The decision to provide the Jewish delegates with bodyguards was made out of concern they may be physically attacked by Corbyn’s hard-line supporters given the anti-Semitism controversy surrounding the party and its leader in recent weeks.
According to a report in the Daily Mail on Sunday, the Jewish Labour Movement spoke with the Community Security Trust that guards Britain’s Jewish community about providing bodyguards for the upcoming conference.
Labour’s National Executive Committee is expected to meet to discuss the adoption of guidelines to combat anti-Semitism. The party will then convene in Liverpool to either approve or postpone the adoption of those guidelines.
According to a source, the conference will be “particularly tense as much of the anti-Semitic trolling on the Internet has been traced back to hotspots” in the Liverpool county of Merseyside.
“The CST are reporting back with a full assessment of the security requirements. There is a real concern about safety,” the source said.
Corbyn was criticized last week over comments he made at a 2013 conference by the Palestinian Return Centre in which he defended comments by Palestinian Authority Ambassador to the United Kingdom Manuel Hassassian.
In the video, published by the Daily Mail on Thursday, Corbyn said British Zionists “clearly have two problems. One is that they don’t want to study history, and secondly, having lived in this country [the U.K.] for a very long time, probably all their lives, they don’t understand English irony.”
The Conservative Party filed an official complaint over Corbyn’s remarks with the Parliamentary Commissioner for Standards, saying he had breached Parliament’s code of conduct, according to which members of Parliament must not damage the House of Commons’ reputation.
On Saturday, U.K. Home Secretary Sajid Javid criticized Corbyn on Twitter, saying that if Corbyn “had said ‘Asians’ or Blacks’ instead of ‘Zionists,’ he’d be gone by now. The fact he’s still there tells us all we need to know about what the Labour Party has become.”

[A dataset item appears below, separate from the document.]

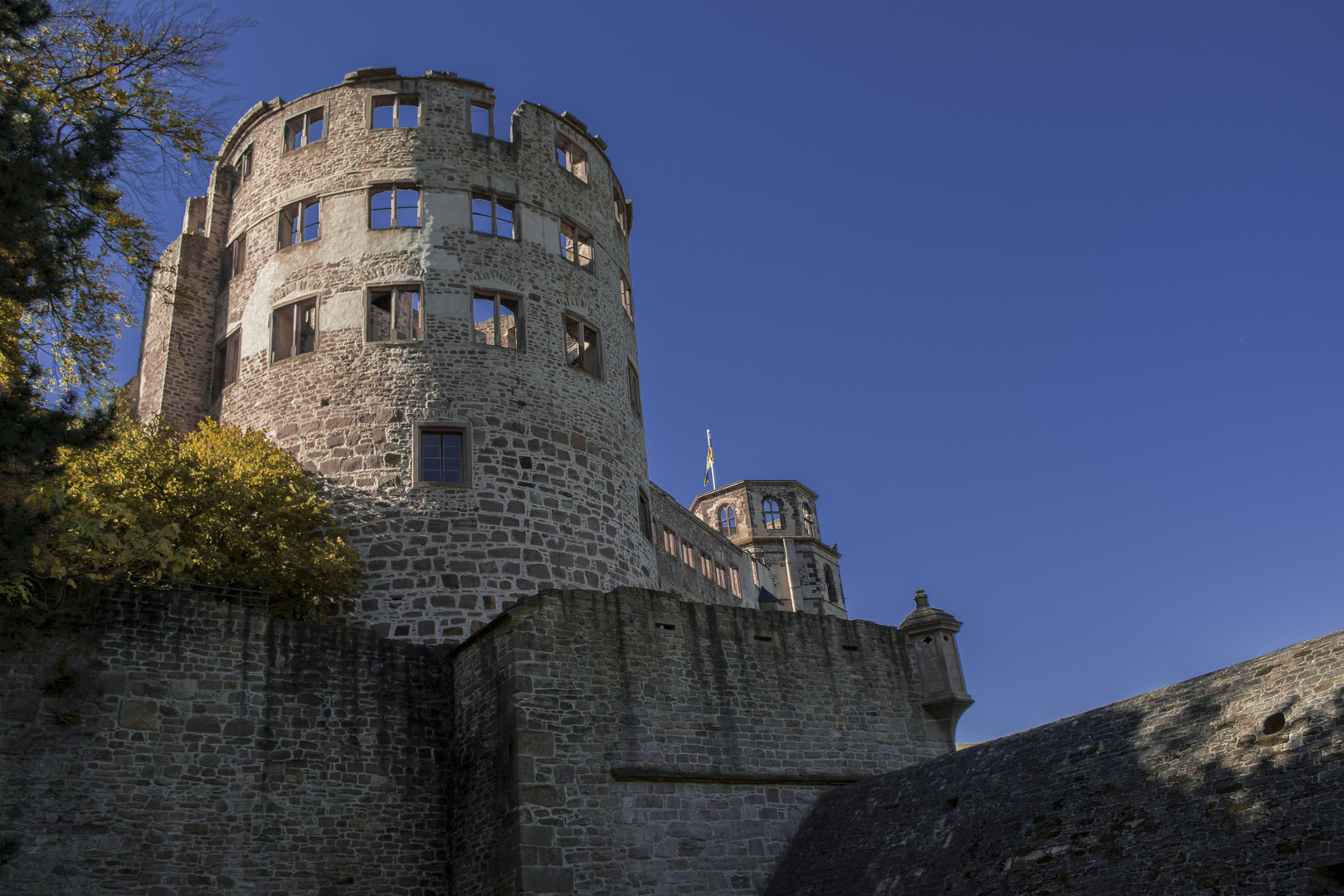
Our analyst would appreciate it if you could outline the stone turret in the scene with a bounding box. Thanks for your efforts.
[899,588,975,746]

Jewish Labour Parliament member Luciana Berger said that Corbyn’s comments has made her feel unwelcome in her own party.
Corbyn consistently denies allegations that he is anti-Semitic but has been the subject of much controversy in recent weeks amid a focus on the Labour Party’s failure to address rising anti-Semitism among its members.

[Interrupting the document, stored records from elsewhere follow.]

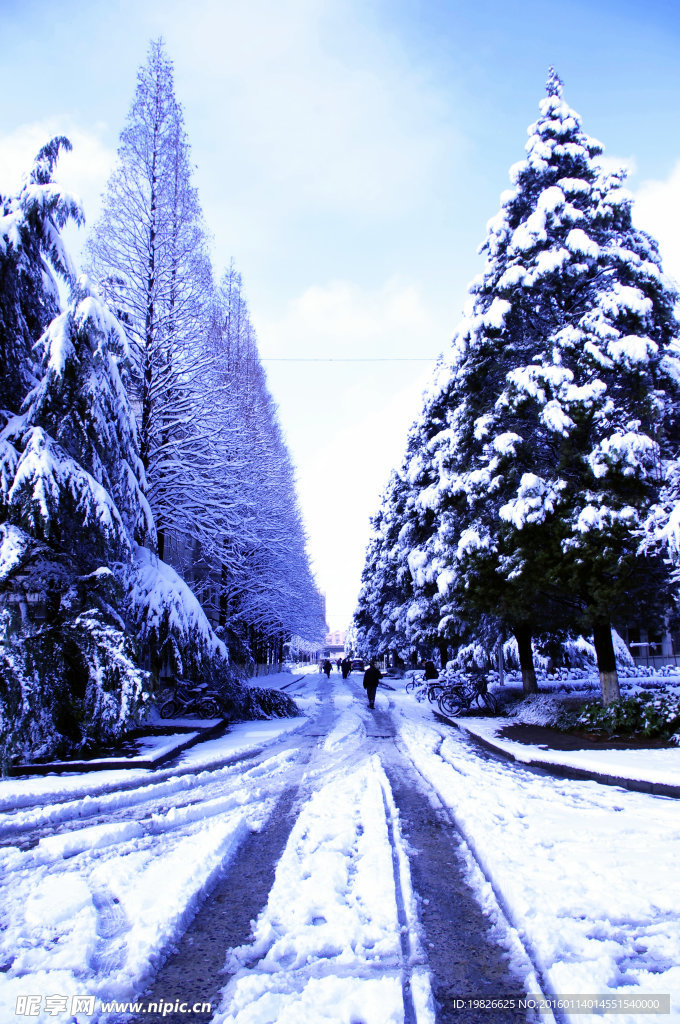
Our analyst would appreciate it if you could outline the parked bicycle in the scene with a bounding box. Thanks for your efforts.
[436,674,499,718]
[159,680,222,718]
[405,673,445,703]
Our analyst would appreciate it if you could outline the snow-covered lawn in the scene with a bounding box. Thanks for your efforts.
[399,698,680,1021]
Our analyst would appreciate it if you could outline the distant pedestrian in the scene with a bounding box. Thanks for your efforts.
[364,662,382,708]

Recent reports have shown him laying a wreath at a memorial to the Black September terrorists who murdered 11 Israeli athletes at the 1972 Munich Olympics and attending the wedding of a known Holocaust-denier.
In late July, three Jewish newspapers in the United Kingdom ran a joint editorial calling Corbyn “an existential threat to Jewish life in this country.” The editorial, which ran in the Jewish Chronicle, Jewish News and Jewish Telegraph, said that since Corbyn’s election as Labour leader in 2015, the party had grown increasingly tolerant of anti-Semitism.
“The party that was, until recently, the natural home for our community has seen its values and integrity eroded by Corbynite contempt for Jews and Israel,” the editorial said.